The big question in the UK, raised by labor unions, is whether humans should be hired or fired by an AI algorithm. Where do humans go for a review of the issue? To a human? To another AI algorithm?
TUC general secretary Frances O’Grady said the use of AI at work stood at “a fork in the road. …AI at work could be used to improve productivity and working lives. But it is already being used to make life-changing decisions about people at work—like who gets hired and fired. Without fair rules, the use of AI at work could lead to widespread discrimination and unfair treatment – especially for those in insecure work and the gig economy,” she warned.
Already, questions are being raised over job applications being rejected by algorithms without a human involved. And when an infraction occurs, and someone is fired by a program, they have no recourse at the moment to object to the firing.

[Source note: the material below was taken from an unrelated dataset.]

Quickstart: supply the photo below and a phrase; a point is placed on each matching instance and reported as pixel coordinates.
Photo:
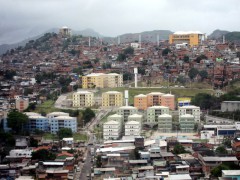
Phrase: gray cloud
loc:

The TUC’s report, written with the aid of employment rights lawyers and the AI Law Consultancy, argues that the law has failed to stay abreast of quick progress in AI in recent years.
The union body is calling for:
An obligation on employers to consult unions on the use of “high risk” or “intrusive” AI at work
The legal right to have a human review decisions
A legal right to “switch off” from work and not be expected to answer calls or emails
Changes to UK law to protect against discrimination by an algorithm
Discrimination by algorithms has been well-documented in recent years, often as an unintentional side-effect of using systems that fail to account for racial bias. One high-profile example is facial recognition technology, which has in the past been trained to recognize white faces more easily than those from other backgrounds. Such problems led IBM to abandon some of its efforts with the technology last year, labeling it as “biased.”
The TUC also pointed to recent reports of allegations from delivery drivers for Uber Eats who claimed they had been fired because the facial recognition software was unable to recognize their faces.
That led to drivers with 100% ratings and thousands of deliveries under their belts being fired for failing to complete an ID check, the affected drivers claimed. Uber denies this, saying a human review is always involved before it drops drivers from its platform.